We hope your new addition is settling into the family well. To get them off to the best start here is a little more information on a few of the basic healthcare tips.
You can also download a printable Children and their new kitten booklet, which is great for helping children understand how to look after and care for their new pet.
Flea, tick and worming treatments are given regularly throughout your pet’s life to ensure both your pet and human family members are protected from these common parasites.
Worms can pass from the mother cat to her kittens in her milk and so it is important that kittens are wormed regularly.
When kittens first visit us at 9 weeks old, we normally use a spot-on treatment which covers fleas and worms.
At their second vaccination around 13 weeks old, most kittens are big enough for the longer acting treatments which provide protection for 3 months.

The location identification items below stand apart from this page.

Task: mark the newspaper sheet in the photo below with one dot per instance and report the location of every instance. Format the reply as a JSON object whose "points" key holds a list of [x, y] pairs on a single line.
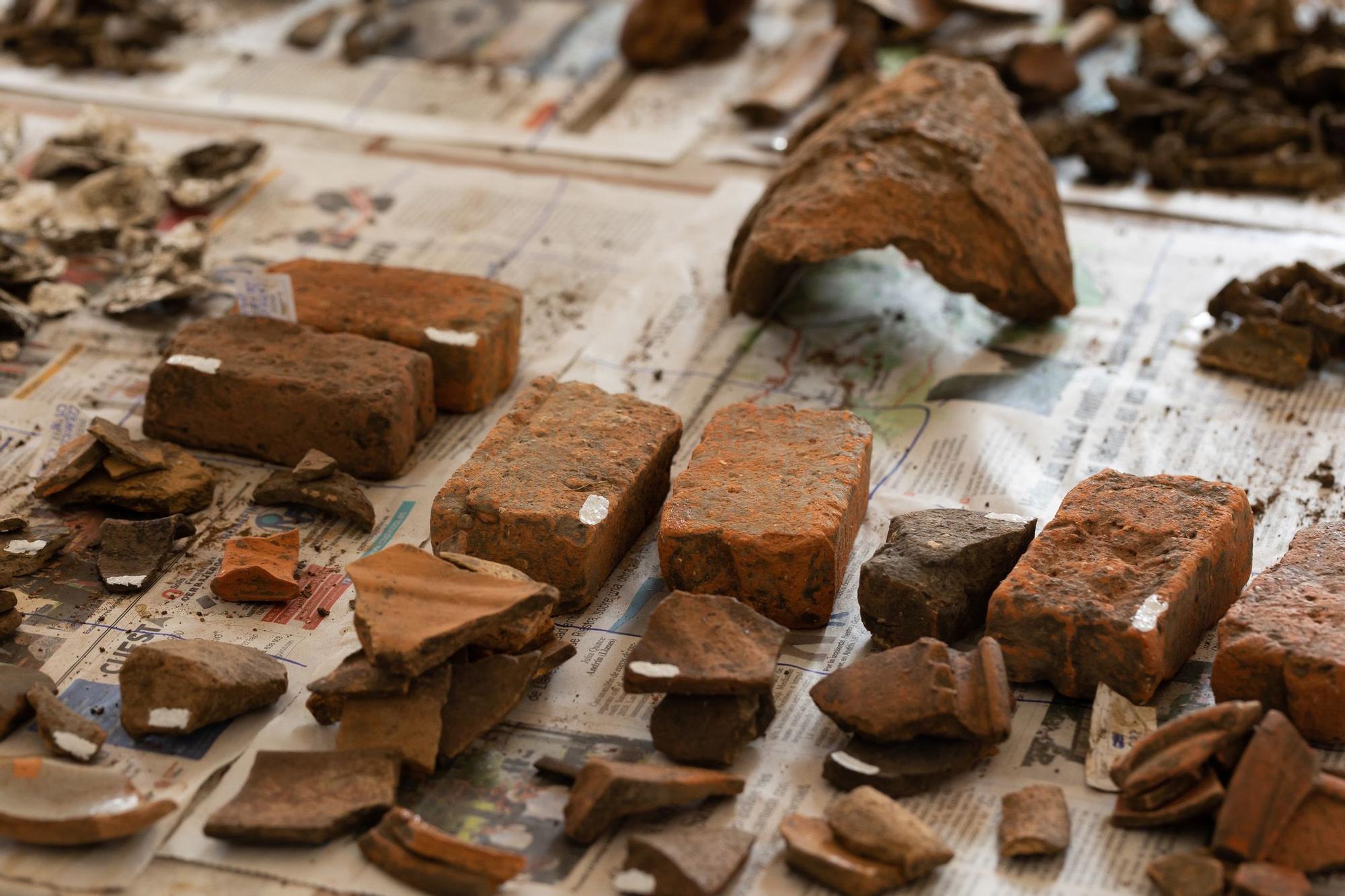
{"points": [[968, 411], [535, 76], [564, 243]]}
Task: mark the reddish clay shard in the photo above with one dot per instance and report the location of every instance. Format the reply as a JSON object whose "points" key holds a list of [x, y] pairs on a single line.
{"points": [[415, 611], [922, 689], [906, 767], [562, 486], [935, 162], [606, 791], [705, 645], [469, 327], [362, 401], [935, 573], [689, 861], [1122, 584], [1035, 821], [176, 686], [259, 568], [1284, 642], [307, 798], [767, 510]]}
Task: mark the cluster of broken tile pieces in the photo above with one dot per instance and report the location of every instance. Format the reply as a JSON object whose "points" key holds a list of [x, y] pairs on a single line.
{"points": [[714, 658], [1286, 321]]}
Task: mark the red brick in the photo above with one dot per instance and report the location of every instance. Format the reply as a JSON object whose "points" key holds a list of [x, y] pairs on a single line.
{"points": [[1122, 584], [562, 487], [1284, 642], [767, 510], [280, 389], [470, 327]]}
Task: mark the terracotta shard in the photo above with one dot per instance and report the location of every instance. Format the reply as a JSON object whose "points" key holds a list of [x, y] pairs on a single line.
{"points": [[810, 848], [1196, 802], [259, 568], [415, 610], [1152, 561], [1277, 772], [420, 837], [705, 645], [1035, 822], [935, 162], [606, 791], [176, 686], [362, 401], [338, 494], [562, 486], [63, 729], [1269, 350], [701, 729], [1184, 744], [922, 689], [75, 459], [1264, 879], [935, 573], [689, 861], [876, 826], [135, 552], [1187, 874], [410, 724], [185, 486], [15, 685], [26, 552], [306, 798], [145, 455], [767, 510], [484, 693], [469, 327], [49, 802], [906, 767], [1284, 642]]}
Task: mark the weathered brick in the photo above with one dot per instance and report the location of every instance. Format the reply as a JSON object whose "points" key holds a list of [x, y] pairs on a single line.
{"points": [[1284, 642], [1121, 585], [272, 389], [769, 507], [470, 327], [562, 487]]}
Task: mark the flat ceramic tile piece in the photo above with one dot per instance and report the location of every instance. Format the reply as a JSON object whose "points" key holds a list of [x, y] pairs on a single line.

We use Bravecto spot on for fleas and ticks and either a tablet (Milbemax) or spot-on (Profender) worming treatment
Neutering (spaying in females and castration in males) is recommended at 5-6 months old in both sexes to prevent unwanted mating and unexpected litters. Neutering can also prevent male cats straying far away from home and picking up infectious diseases by fighting with others. We recommend neutering your kitten before allowing them outside unsupervised.
We strongly recommend all cats are microchipped before they are allowed to go outside. Many cats dislike wearing a collar and may lose them while adventuring! Therefore a microchip is the best way to identify and reunite a cat with their owner.
The microchip is implanted with a needle under the skin between the shoulder blades. It is made of non-reactive material so shouldn’t cause any problems throughout their life. We commonly implant the microchip while the cat is under anesthetic at the time of neutering.
Cats are obligate carnivores which means they must have a meat source of high quality protein in their daily diet. For our domestic pet cats this can be commercially available wet pouch or tinned food and dry kibble biscuits.
Commercial cat foods are manufactured to be complete, balanced and provide at least the minimum requirements of the essential nutrients your cat will require at that particular stage of their life.
It is very important that young cats up to 12 months old are fed a specific kitten diet which has all the nutrients their growing bodies need.
In the wild, cats will eat about ten small meals (rodents or birds) over a 24 hour period. To keep your cat’s feeding regime as natural as possible and prevent boredom and obesity, you can use puzzle feeders and split your cats daily ration into five small meals throughout the day and night.
Cats should have access to clean water daily. Water should be given in either glass or ceramic bowls. Food and water bowls should be kept apart.
Litter trays should be kept in a quiet place where your cat can comfortably toilet with peace and quiet. The rule of thumb for litter trays is that you should have one litter tray per cat plus one.
Cats should have plenty of hiding places provided up high where they can get away and feel safe.
You should try to encourage play with your cat, and there are many ways to do this e.g. use toys, food mazes, catnip toys, laser pens. This is especially important for indoor cats.